New media and entertainment platforms seem to be proliferating at an ever-increasing rate in today’s world. And all of them need music.
That’s where the Peabody Conservatory’s new Music for New Media program comes in. Slated to enroll its first cohort of undergraduate students in the fall of 2018, the Music for New Media degree builds on Peabody’s traditional strengths in composition, computer music, and recording arts, with new courses and an emphasis on preparing students to work in today’s new media marketplace.
The program is led by music and tech pioneer Thomas Dolby, who in 2014 was appointed Johns Hopkins Homewood Professor of the Arts.

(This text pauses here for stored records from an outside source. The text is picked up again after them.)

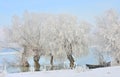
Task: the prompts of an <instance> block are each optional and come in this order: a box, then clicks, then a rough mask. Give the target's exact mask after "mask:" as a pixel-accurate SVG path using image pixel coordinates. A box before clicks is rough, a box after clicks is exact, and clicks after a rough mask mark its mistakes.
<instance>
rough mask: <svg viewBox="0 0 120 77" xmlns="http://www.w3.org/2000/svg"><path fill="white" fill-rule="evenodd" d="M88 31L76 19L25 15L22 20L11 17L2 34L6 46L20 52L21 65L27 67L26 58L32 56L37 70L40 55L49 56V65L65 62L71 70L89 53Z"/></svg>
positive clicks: (50, 14)
mask: <svg viewBox="0 0 120 77" xmlns="http://www.w3.org/2000/svg"><path fill="white" fill-rule="evenodd" d="M89 31H90V28H89V26H88V23H87V22H79V20H78V19H77V17H76V16H72V15H67V14H58V15H55V14H41V13H29V12H25V13H24V14H23V16H22V17H20V16H17V15H16V16H13V19H12V25H11V26H10V27H9V28H7V29H6V31H5V33H6V38H7V39H6V41H7V42H8V43H11V44H14V45H16V46H18V47H19V48H20V49H22V57H21V65H22V66H24V67H29V63H28V61H27V58H28V57H30V56H33V60H34V68H35V71H39V69H40V63H39V60H40V57H41V56H49V57H50V65H51V66H53V65H54V59H58V60H59V59H61V60H63V61H64V60H66V59H68V60H69V62H70V68H73V67H74V62H75V59H76V58H78V57H80V56H82V55H86V54H87V53H88V49H89V48H88V47H89V46H88V45H89V43H88V35H89ZM11 48H12V49H15V47H13V46H12V45H11ZM17 49H18V48H17Z"/></svg>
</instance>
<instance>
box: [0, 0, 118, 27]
mask: <svg viewBox="0 0 120 77" xmlns="http://www.w3.org/2000/svg"><path fill="white" fill-rule="evenodd" d="M111 8H112V9H115V10H118V11H119V10H120V0H0V26H3V25H7V24H10V22H11V18H12V16H13V15H15V14H16V15H22V14H23V12H24V11H25V10H27V11H29V12H41V13H58V14H59V13H69V14H72V15H76V16H78V17H79V18H80V19H81V20H87V21H93V19H94V17H95V16H98V15H100V14H102V13H103V12H104V11H106V10H109V9H111Z"/></svg>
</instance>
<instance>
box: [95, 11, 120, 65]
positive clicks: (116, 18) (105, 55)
mask: <svg viewBox="0 0 120 77" xmlns="http://www.w3.org/2000/svg"><path fill="white" fill-rule="evenodd" d="M96 26H97V29H96V33H95V36H96V38H97V41H96V44H95V46H96V47H97V48H98V49H99V53H100V54H99V56H100V55H101V56H103V57H104V58H105V56H111V58H112V59H113V60H114V62H116V63H118V64H119V61H120V59H119V57H120V41H119V39H120V38H119V36H120V30H119V28H120V15H119V14H118V13H117V12H116V11H114V10H109V11H107V12H105V14H104V15H103V16H100V17H98V18H97V23H96ZM103 53H104V54H103ZM104 58H103V59H104ZM103 59H102V60H103Z"/></svg>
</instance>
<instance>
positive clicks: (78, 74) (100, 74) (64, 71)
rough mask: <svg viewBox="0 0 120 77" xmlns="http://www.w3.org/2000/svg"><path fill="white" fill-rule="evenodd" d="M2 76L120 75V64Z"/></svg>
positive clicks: (34, 76) (99, 75) (7, 74)
mask: <svg viewBox="0 0 120 77" xmlns="http://www.w3.org/2000/svg"><path fill="white" fill-rule="evenodd" d="M0 77H120V66H116V67H106V68H98V69H93V70H87V71H84V72H83V71H81V72H80V70H79V69H75V70H57V71H41V72H26V73H10V74H6V76H4V73H3V76H2V74H1V75H0Z"/></svg>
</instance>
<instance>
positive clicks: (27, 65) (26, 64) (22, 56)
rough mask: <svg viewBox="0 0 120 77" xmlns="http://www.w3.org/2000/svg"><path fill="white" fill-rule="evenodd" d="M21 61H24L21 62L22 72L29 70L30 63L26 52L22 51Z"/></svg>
mask: <svg viewBox="0 0 120 77" xmlns="http://www.w3.org/2000/svg"><path fill="white" fill-rule="evenodd" d="M21 63H22V64H21V68H22V69H21V70H22V72H28V71H29V67H30V65H29V63H28V61H27V59H26V56H25V53H22V60H21Z"/></svg>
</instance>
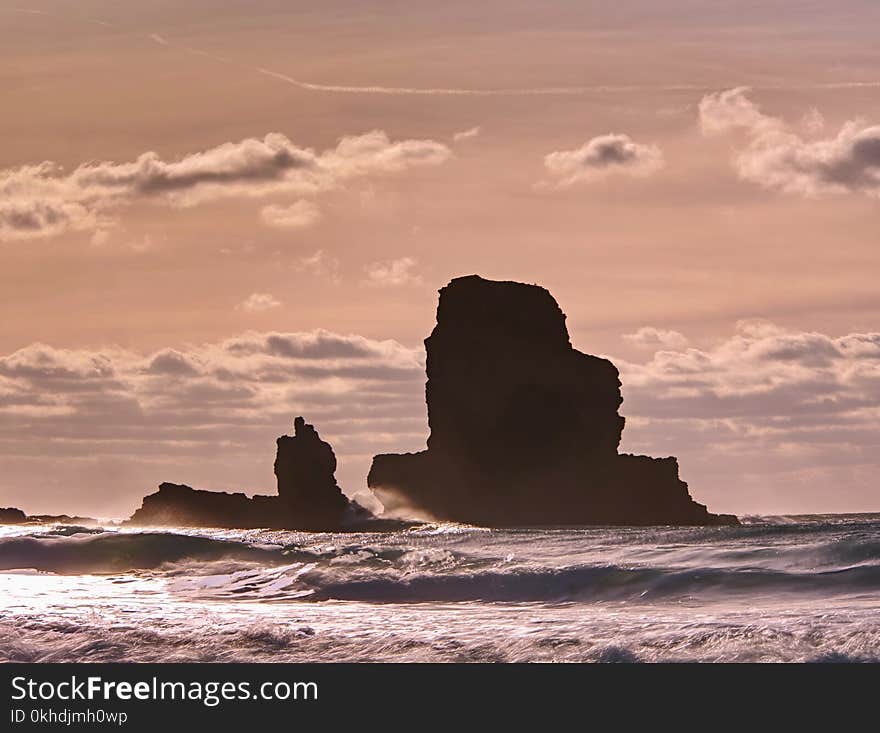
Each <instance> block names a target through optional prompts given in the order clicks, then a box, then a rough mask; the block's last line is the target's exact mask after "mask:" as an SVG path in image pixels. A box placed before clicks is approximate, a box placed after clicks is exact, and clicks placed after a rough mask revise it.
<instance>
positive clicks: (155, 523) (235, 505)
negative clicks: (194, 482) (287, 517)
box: [128, 481, 285, 529]
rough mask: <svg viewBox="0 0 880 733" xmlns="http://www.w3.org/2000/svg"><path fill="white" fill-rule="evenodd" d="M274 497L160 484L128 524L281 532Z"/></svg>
mask: <svg viewBox="0 0 880 733" xmlns="http://www.w3.org/2000/svg"><path fill="white" fill-rule="evenodd" d="M280 509H281V506H280V502H279V500H278V497H277V496H255V497H253V498H249V497H247V496H246V495H245V494H228V493H226V492H221V491H201V490H198V489H193V488H192V487H190V486H186V485H184V484H172V483H168V482H167V481H166V482H165V483H162V484H159V491H157V492H156V493H155V494H150V495H149V496H145V497H144V501H143V504H142V505H141V507H140V509H138V510H137V511H136V512H135V513H134V514H133V515H132V517H131V519H129V520H128V523H129V524H139V525H146V526H151V527H162V526H169V525H170V526H178V527H232V528H238V529H246V528H251V527H266V528H269V529H280V528H281V527H282V526H283V524H282V523H283V520H284V519H285V516H284V514H283V513H282V512H281V511H280Z"/></svg>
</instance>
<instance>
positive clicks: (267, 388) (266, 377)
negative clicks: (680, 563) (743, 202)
mask: <svg viewBox="0 0 880 733" xmlns="http://www.w3.org/2000/svg"><path fill="white" fill-rule="evenodd" d="M576 345H577V346H579V347H581V348H583V347H584V345H578V344H576ZM587 346H588V345H587ZM587 350H588V349H587ZM612 359H613V360H614V362H615V363H616V364H617V365H618V367H619V368H620V370H621V380H622V382H623V394H624V398H625V401H624V403H623V407H622V413H623V414H624V415H626V417H627V428H626V430H625V431H624V444H623V446H622V448H623V449H624V450H630V451H635V452H644V453H648V454H652V455H678V456H679V457H680V458H681V465H682V470H683V476H684V478H685V480H687V481H688V482H690V484H691V489H692V491H693V492H694V495H695V496H696V497H697V498H698V499H699V500H701V501H707V502H709V504H710V506H712V507H713V508H717V509H718V510H732V511H740V512H742V511H762V510H763V511H767V510H769V509H772V508H776V507H778V508H779V510H786V509H787V510H791V509H797V508H805V507H808V509H805V510H816V511H820V510H826V511H828V510H834V509H836V510H838V511H840V510H842V509H853V510H856V509H860V510H863V511H867V510H870V509H873V510H876V509H877V506H876V497H877V490H876V476H877V475H878V471H880V333H874V332H859V333H851V334H847V335H844V336H831V335H827V334H823V333H818V332H812V331H801V330H796V329H786V328H782V327H779V326H777V325H774V324H772V323H768V322H765V321H745V322H742V323H740V324H738V326H737V329H736V332H735V333H734V334H733V335H732V336H731V337H729V338H727V339H724V340H721V341H718V342H716V343H714V344H712V345H710V346H706V347H701V348H697V347H694V346H687V345H684V344H681V345H678V346H671V345H670V344H669V343H666V344H661V346H660V348H658V350H657V351H656V352H655V353H654V354H653V355H650V356H648V357H647V359H645V360H644V361H641V362H638V363H637V362H629V361H624V360H620V359H616V358H614V357H613V356H612ZM297 414H304V415H305V416H306V417H307V418H308V419H309V420H310V421H311V422H314V423H315V424H316V425H317V426H318V428H319V430H320V431H321V434H322V435H323V436H324V437H326V438H327V439H328V440H330V442H331V443H332V444H333V446H334V449H335V451H336V454H337V456H338V458H339V460H340V472H339V477H340V482H341V484H342V486H343V487H344V488H346V489H347V490H348V491H349V492H350V493H352V494H354V493H357V492H358V491H360V490H362V489H363V487H364V477H365V476H366V472H367V470H368V468H369V464H370V460H371V458H372V456H373V455H374V454H375V453H380V452H389V451H393V452H397V451H406V450H419V449H420V448H422V447H423V446H424V440H425V437H426V432H427V425H426V421H425V414H424V351H423V349H422V348H421V345H418V346H416V347H415V348H408V347H406V346H403V345H401V344H400V343H398V342H396V341H390V340H386V341H382V340H375V339H369V338H365V337H362V336H358V335H352V334H340V333H333V332H329V331H324V330H315V331H308V332H294V333H284V332H247V333H244V334H241V335H238V336H235V337H233V338H229V339H225V340H222V341H217V342H212V343H208V344H202V345H196V346H188V347H178V348H164V349H159V350H156V351H153V352H150V353H140V352H135V351H132V350H129V349H120V348H104V349H58V348H54V347H52V346H49V345H46V344H31V345H29V346H27V347H24V348H22V349H19V350H17V351H14V352H12V353H9V354H6V355H0V463H2V465H3V471H2V472H0V497H2V501H3V502H4V503H5V504H15V503H19V504H21V505H23V506H24V508H26V509H30V510H32V511H38V510H41V511H49V510H56V511H57V510H63V509H70V510H71V511H73V510H76V511H106V512H111V511H113V512H115V513H117V514H119V515H123V514H127V513H130V512H131V511H132V510H133V509H134V507H135V506H136V505H137V502H138V501H139V500H140V497H141V496H142V495H143V494H144V493H146V492H148V491H150V490H153V489H154V487H155V485H156V484H157V483H159V482H160V481H162V480H172V481H183V482H187V483H190V484H192V485H196V486H203V487H206V488H214V489H227V490H229V489H234V490H248V491H251V490H257V491H261V492H269V491H272V489H273V487H274V478H273V476H272V460H273V458H274V448H275V446H274V439H275V437H276V436H278V435H279V434H281V433H282V432H284V431H289V429H290V420H291V418H292V417H293V416H294V415H297ZM866 497H867V498H866ZM871 497H875V499H874V500H873V504H871V503H870V501H871ZM90 502H91V503H90ZM860 502H861V503H860Z"/></svg>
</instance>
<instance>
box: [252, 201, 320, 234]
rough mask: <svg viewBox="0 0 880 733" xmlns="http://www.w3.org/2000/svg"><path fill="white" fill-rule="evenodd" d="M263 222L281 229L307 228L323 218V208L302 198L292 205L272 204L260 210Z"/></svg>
mask: <svg viewBox="0 0 880 733" xmlns="http://www.w3.org/2000/svg"><path fill="white" fill-rule="evenodd" d="M260 216H261V217H262V219H263V222H264V223H266V224H268V225H269V226H273V227H279V228H281V229H306V228H308V227H310V226H312V225H313V224H316V223H318V222H319V221H320V220H321V210H320V209H319V208H318V207H317V206H316V205H315V204H313V203H312V202H311V201H307V200H305V199H300V200H299V201H295V202H294V203H292V204H291V205H290V206H279V205H278V204H271V205H270V206H265V207H263V209H262V210H261V211H260Z"/></svg>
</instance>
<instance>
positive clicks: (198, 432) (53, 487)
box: [0, 330, 426, 514]
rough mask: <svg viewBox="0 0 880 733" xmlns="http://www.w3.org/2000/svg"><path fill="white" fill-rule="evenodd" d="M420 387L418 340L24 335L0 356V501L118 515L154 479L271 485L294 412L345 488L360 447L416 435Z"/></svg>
mask: <svg viewBox="0 0 880 733" xmlns="http://www.w3.org/2000/svg"><path fill="white" fill-rule="evenodd" d="M423 391H424V356H423V350H422V349H421V348H418V349H409V348H406V347H404V346H402V345H401V344H399V343H397V342H395V341H379V340H373V339H368V338H364V337H361V336H356V335H345V334H337V333H332V332H328V331H322V330H316V331H309V332H301V333H281V332H265V333H262V332H248V333H245V334H243V335H241V336H237V337H235V338H230V339H226V340H224V341H219V342H215V343H209V344H203V345H199V346H192V347H188V348H179V349H160V350H157V351H155V352H152V353H147V354H142V353H137V352H133V351H130V350H126V349H118V348H107V349H94V350H89V349H58V348H53V347H51V346H48V345H45V344H39V343H37V344H32V345H30V346H27V347H25V348H23V349H20V350H18V351H15V352H13V353H11V354H8V355H5V356H2V357H0V462H2V464H3V466H4V470H3V472H2V476H0V505H5V504H4V503H3V502H6V503H12V504H14V503H16V502H18V503H19V504H22V503H23V504H27V505H28V506H32V507H35V509H40V510H41V509H46V510H52V509H57V510H64V509H70V510H76V511H92V512H95V511H99V512H110V513H117V514H126V513H130V512H131V511H132V510H133V509H134V508H135V507H136V506H137V504H138V502H139V500H140V497H141V496H142V495H143V494H144V493H147V492H149V491H151V490H153V489H154V488H155V486H156V484H157V483H159V482H160V481H162V480H179V481H184V482H188V483H191V484H193V485H203V486H205V487H208V488H216V489H234V490H239V491H240V490H246V491H260V492H272V491H273V490H274V477H273V475H272V461H273V460H274V450H275V438H276V437H277V436H278V435H281V434H282V433H285V432H290V430H291V425H292V419H293V417H294V416H295V415H298V414H303V415H305V416H306V417H307V418H308V419H309V420H310V421H312V422H314V423H315V424H316V425H317V426H318V427H319V429H320V431H321V434H322V436H325V437H326V438H327V439H328V440H330V441H331V443H332V444H333V446H334V448H335V450H336V452H337V455H338V457H339V458H340V470H341V472H340V480H341V483H342V485H343V486H344V487H345V488H346V489H347V490H349V491H350V492H351V493H357V492H358V491H361V490H363V489H364V488H365V476H366V471H367V469H368V468H369V462H370V459H371V458H372V456H373V454H375V453H377V452H381V451H388V450H391V449H397V448H399V447H400V446H401V445H403V446H411V447H412V448H417V447H418V445H419V444H420V443H421V442H423V441H424V439H425V428H426V424H425V417H424V414H423V413H424V399H423ZM34 501H38V502H42V503H40V504H34ZM29 502H30V503H29Z"/></svg>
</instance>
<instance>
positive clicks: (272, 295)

“This field is absolutely exploding with possibilities,” says Dolby. “Technologies like virtual reality and augmented reality, until recently the stuff of sci-fi fantasy, have rapidly become available on consumer entertainment platforms. The manufacturers recognize that great music and sound are central to the consumer experience and are hiring accordingly. So we’ve designed this program to help students develop the skills and creativity needed to capitalize on those opportunities in the real world.”
Designed for strong music students with interests in composition, music production, electronic music, and recording, the Music for New Media program will introduce students to the fundamentals of music’s function within visual media. They will learn to work in industry-standard programming environments and complete sound design projects that model professional work.
The program culminates with an individual capstone project, equivalent to a recital given by a performance major.
“With the capstone projects, students will really be encouraged to leverage the broad spectrum of unique collaborations that are possible across divisions at Johns Hopkins University,” says Scott Metcalfe, director of Recording Arts and Sciences and one of the architects of the new program. “Our Hopkins colleagues in engineering, in the arts and sciences, even in medicine and mental health are all doing work in these areas.”
In addition to cross-divisional relationships, faculty in the program expect to engage regularly with sound designers, software developers, and other professionals working in the field. This will include bringing guest presenters to campus to share their insights and expertise, as well as creating opportunities for students to gain hands-on experience in real-world settings.
Potential career paths for Music for New Media graduates include composing and sound design for conventional and interactive media formats, such as virtual and augmented reality, video games, and narrative video, as well as creating and deploying sound and audio effects for entertainment software products and for movies and TV.
“What’s really exciting about new media is how quickly it continues to evolve and produce,” Dolby concludes. “Really cool new worlds are opening up all the time, and Peabody students will be ready to explore them.”